Костер Александр Первый давно потух, планета, на которой он горел, переместилась в мировом пространстве на многие миллионы годовых колец, вокруг Солнца, но по-прежнему между мною и Александром ничто не стояло, не сидело, не возникало. Я пребывал в мозгу лягушки в виде диалога между нею и невидимым для нее оппонентом, — Омидячереяча надувала под горлом огромный, с аэростат, прозрачный пузырь и оглушительно трюлюлюкала, я отвечал ей тем же, хотя никаких пузырей у меня под горлом не надувалось, потому как и горла никакого не было в моем
— Головастик стал лягушкой, когда у него отвалился хвост. А ты кем стал, когда у тебя отвалился хвост?
— Не отваливался у меня хвост, потому что его не было. И никем я не стал, потому что и меня никогда не было.
— И много было вас на свете, таких, которых никогда не было?
— Никогда не было, значит, много быть не могло, но, скорее всего, никого не было из тех, которых никогда не было на свете.
— Никогда? Это когда?
И так далее.
Но вскоре лягушке надоело бесплодно философствовать со мной, и она отправилась на охоту, — совершила с места прыжок и мигом исчезла с моих глаз, которых не было в этом измерении мирового пространства. Огромная гора совершила гигантский прыжок и, подобно Тунгусскому метеориту, упала на земную поверхность, то есть обрушилась на водную гладь Абрагантского моря, вызвав чудовищной высоты цунами — числом пятьдесят девять, и с каждой из концентрических волн сорвались вверх и брызнули во все стороны космоса два миллиона Лиерей, морских световых жаворонков. Многих звездных миров достигли птицы-блики и возвестили о том, что рай на земле существовал.
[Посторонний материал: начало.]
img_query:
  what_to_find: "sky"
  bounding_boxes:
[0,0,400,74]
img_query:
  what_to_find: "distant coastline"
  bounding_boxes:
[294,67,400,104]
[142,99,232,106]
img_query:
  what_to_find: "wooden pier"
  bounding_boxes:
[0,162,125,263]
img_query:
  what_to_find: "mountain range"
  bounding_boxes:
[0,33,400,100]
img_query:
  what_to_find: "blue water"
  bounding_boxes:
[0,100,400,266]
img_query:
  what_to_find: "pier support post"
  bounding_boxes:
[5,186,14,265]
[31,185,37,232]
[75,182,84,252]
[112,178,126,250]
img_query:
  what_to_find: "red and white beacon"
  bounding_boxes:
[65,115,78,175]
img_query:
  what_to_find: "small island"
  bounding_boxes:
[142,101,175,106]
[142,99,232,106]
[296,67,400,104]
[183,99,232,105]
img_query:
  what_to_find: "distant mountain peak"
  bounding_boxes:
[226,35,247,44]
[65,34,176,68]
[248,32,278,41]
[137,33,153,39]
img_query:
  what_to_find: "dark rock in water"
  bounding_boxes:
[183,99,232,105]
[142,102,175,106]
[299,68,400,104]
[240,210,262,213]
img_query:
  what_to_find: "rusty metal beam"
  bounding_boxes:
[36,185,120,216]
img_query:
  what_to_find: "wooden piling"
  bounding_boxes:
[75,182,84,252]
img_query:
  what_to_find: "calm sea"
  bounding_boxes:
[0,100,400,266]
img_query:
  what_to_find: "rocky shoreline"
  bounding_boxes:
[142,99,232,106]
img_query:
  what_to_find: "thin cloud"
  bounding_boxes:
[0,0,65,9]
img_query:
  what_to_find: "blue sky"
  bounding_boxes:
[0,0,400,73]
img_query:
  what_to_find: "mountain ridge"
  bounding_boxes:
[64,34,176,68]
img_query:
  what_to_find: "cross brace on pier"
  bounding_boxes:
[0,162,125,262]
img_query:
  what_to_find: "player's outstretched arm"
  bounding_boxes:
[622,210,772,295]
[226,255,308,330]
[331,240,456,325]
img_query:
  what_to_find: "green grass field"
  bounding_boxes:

Застывшая вечность вопияла гласом комариных песнопений и утробным рыканьем лягушачьей осанны райскому блаженству и благолепию жизни.
Широко разевая свой гигантский рот, лягушка в прыжке устремлялась наперерез летящей мушке и в воздухе проворно и расчетливо точно всосала в себя эту ничего не подозревающую мушку. И я исчез из сознания Омидячереячи и снова не знал, в каком из миров многоплановой Вселенной я обретался на этот раз. Почти распалось в пространстве пустоты, имя которому Универсум, всякое желание райских радостей. И само сочетание этих двух слов начало постепенно, по мере перемещения небесных тел относительно друг друга, терять ясные очертания, расплываться в невнятности звука и линии, так что я не знал, надо ли было мне умирать, если я даже и не жил вроде и никакого отношения никогда не имел к Александру Македонскому. Как это — никогда, спрашивал я у себя самого, и отвечал самому себе же: никогда — это значит нигде.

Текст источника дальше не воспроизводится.